Injuries Occurring after Resignation still found to have been 'In the Course of Employment'
In the recent decision of Davis v Terrivic Pty Ltd  NSWCC 10, the New South Wales Worker’s Compensation Commission (The Commission) found that personal injuries sustained in a motor vehicle accident following the Applicant’s resignation from her job, occurred ‘out of and in the course of her employment’.
The Applicant, Ms Adele Davis was employed as Assistant Manager at KFC Broken Hill when on 7 May 2013, she was involved in a motor vehicle accident and suffered significant injuries. The injuries (among others) included brain injury which had rendered her totally incapacitated for work for a period of more than 2 years. During this time, she made a claim for weekly compensation benefits for injury at work.
The curious fact of this case however, was that immediately prior to the motor vehicle accident – Ms Davis had resigned from her employment with KFC Broken Hill! While she had not verbally communicated her resignation to anyone, she had left a written letter at the store communicating such an intent and attached her name badge to the letter. After this, Ms Davis then left the store and began driving to Renmark some 400 kilometres away, where the Company Director Ms Leonard resided. According to Ms Davis, she had intended to speak with Ms Leonard and her husband to try and resolve workplace issues she was currently having with the Store Manager. Ms Davis contended that if and only if these issues could not be resolved – her resignation letter would take effect. It was on her way to see the Company Director that Ms Davis had injured herself.
The Respondent argued against this, stating that Ms Davis was not entitled to weekly compensation as her employment had intended to take effect immediately and that she was therefore no longer employed at the time of her accident. The Commission therefore had two tasks, to determine:
Whether Ms Davis’ employment had ceased prior to her embarking on her journey;
If not, whether by leaving the store without a Manager present (as was company policy), she took herself out of the course of her employment by reason of misconduct.
Course of Employment
The Commission found in favour of Ms Davis. They found that her resignation did not in fact take effect immediately, rather she was required to give 2 weeks notice of her resignation. The Commission found no concrete intent in her letter for her employment intending to end immediately. The Commission accepted Ms Davis’ evidence that she had intended to negotiate her employment and then either continue, or terminate 2 weeks later. They also accepted that she was on her way to negotiate with the Company Director, and the injury therefore occurred in the course of her employment.

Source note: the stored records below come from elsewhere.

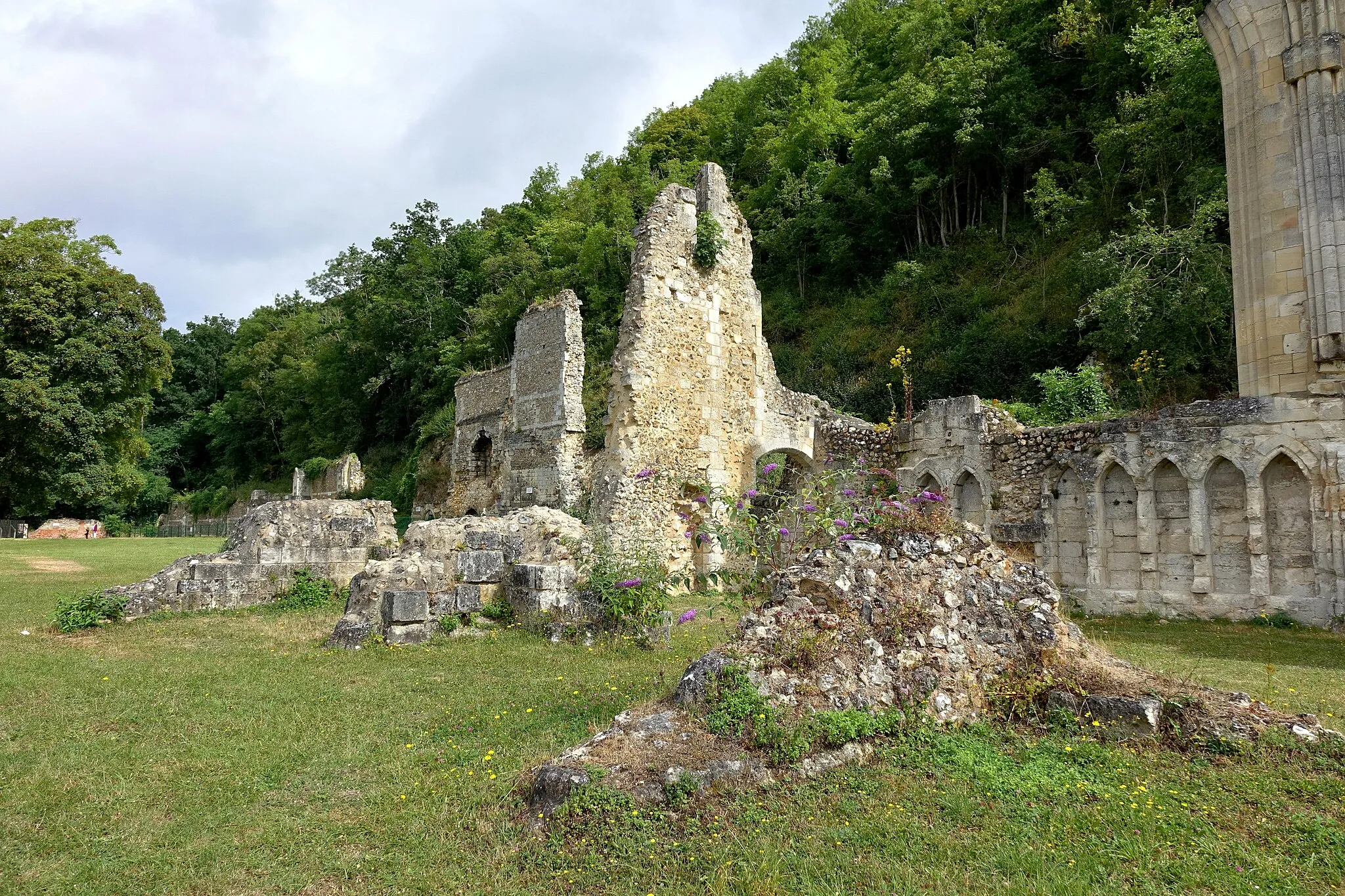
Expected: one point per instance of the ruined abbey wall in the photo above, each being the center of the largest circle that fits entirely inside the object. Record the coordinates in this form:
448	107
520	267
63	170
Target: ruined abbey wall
519	429
694	393
1212	509
1279	62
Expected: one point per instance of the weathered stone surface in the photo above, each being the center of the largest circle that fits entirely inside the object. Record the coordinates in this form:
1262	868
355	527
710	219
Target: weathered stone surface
481	566
692	687
330	539
403	608
552	788
1124	717
413	633
437	561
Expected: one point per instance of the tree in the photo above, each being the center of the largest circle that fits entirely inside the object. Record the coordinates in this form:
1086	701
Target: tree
81	352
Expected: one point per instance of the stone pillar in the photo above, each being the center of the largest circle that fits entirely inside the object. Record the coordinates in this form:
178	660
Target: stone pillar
1279	64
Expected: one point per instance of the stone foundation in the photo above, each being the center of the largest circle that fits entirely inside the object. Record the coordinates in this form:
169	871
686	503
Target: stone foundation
459	566
330	539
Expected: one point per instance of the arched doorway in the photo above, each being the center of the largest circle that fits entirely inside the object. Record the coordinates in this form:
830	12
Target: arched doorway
969	500
1289	531
1225	495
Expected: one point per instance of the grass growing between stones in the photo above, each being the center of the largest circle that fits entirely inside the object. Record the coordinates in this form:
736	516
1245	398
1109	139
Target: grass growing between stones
1296	671
231	754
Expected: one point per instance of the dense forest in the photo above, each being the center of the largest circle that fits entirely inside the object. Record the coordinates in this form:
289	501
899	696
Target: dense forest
1003	188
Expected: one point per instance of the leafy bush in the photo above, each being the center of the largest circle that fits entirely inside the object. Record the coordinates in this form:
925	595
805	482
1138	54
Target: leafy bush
783	517
631	584
88	610
498	610
709	240
843	726
1069	398
735	708
1278	620
307	593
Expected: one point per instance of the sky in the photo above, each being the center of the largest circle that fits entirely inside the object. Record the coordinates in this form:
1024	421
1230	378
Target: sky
232	147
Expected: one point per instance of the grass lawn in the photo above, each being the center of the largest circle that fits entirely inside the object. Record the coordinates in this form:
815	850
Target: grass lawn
231	754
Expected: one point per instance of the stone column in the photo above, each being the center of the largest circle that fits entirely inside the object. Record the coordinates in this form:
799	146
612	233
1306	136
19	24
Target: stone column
1312	72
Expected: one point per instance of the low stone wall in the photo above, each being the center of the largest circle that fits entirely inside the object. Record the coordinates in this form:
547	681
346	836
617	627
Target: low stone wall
1214	509
330	539
459	566
69	530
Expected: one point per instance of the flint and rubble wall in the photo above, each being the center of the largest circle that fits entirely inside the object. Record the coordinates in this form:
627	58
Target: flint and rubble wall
273	542
1214	509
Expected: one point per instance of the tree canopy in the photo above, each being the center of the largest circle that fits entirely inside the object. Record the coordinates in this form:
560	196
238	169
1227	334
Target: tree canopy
81	355
1002	187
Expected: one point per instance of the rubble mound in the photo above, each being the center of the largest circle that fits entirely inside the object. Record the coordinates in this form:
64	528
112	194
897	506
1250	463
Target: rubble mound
462	566
330	539
935	629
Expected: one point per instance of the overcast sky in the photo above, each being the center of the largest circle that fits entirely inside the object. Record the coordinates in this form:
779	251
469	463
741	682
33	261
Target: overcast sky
231	147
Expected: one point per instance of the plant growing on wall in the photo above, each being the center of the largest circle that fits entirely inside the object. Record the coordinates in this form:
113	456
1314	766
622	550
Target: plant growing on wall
709	240
776	527
630	582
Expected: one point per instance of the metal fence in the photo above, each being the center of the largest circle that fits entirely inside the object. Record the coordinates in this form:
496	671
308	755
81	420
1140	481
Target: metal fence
192	531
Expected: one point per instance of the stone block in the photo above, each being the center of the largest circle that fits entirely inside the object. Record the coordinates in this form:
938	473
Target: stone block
482	539
414	633
481	566
467	598
403	608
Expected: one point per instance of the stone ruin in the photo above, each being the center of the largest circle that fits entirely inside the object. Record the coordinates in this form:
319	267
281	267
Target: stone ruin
331	539
341	480
943	630
452	567
519	429
1211	509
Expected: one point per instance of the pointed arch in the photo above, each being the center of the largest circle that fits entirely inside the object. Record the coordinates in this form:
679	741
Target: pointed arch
1225	496
1121	528
1172	512
969	499
1289	532
1070	511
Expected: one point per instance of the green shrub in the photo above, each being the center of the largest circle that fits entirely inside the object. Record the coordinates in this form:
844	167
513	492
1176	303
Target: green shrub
498	610
839	727
631	582
307	593
88	610
709	240
1069	398
681	792
1278	620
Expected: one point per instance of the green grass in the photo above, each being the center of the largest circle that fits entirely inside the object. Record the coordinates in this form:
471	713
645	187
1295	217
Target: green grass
1296	671
231	754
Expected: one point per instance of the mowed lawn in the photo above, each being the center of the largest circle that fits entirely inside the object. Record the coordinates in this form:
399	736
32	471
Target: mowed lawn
231	754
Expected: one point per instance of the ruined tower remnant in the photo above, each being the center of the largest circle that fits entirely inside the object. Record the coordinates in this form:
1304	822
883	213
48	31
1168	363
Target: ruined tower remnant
1279	62
519	427
694	393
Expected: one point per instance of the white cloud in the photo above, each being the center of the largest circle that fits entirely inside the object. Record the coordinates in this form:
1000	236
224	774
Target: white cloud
233	146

Did Ms Davis’ Absence Amount to Gross Misconduct?
The Commission rejected the Respondent’s argument that Ms Davis acted in a matter of gross misconduct in leaving the store without a Manager. Ms Davis had left the store in the hands of an experienced worker who had received training as a Shift Manager. No evidence was put forward that this employee was incapable of handling the store in her absence. The Commission found that her actions did not amount to misconduct, let alone gross misconduct.
The Commission found that the injury occurred out of and in the course of Ms Davis’ employment and awarded her weekly compensation for the period of her injury related incapacity.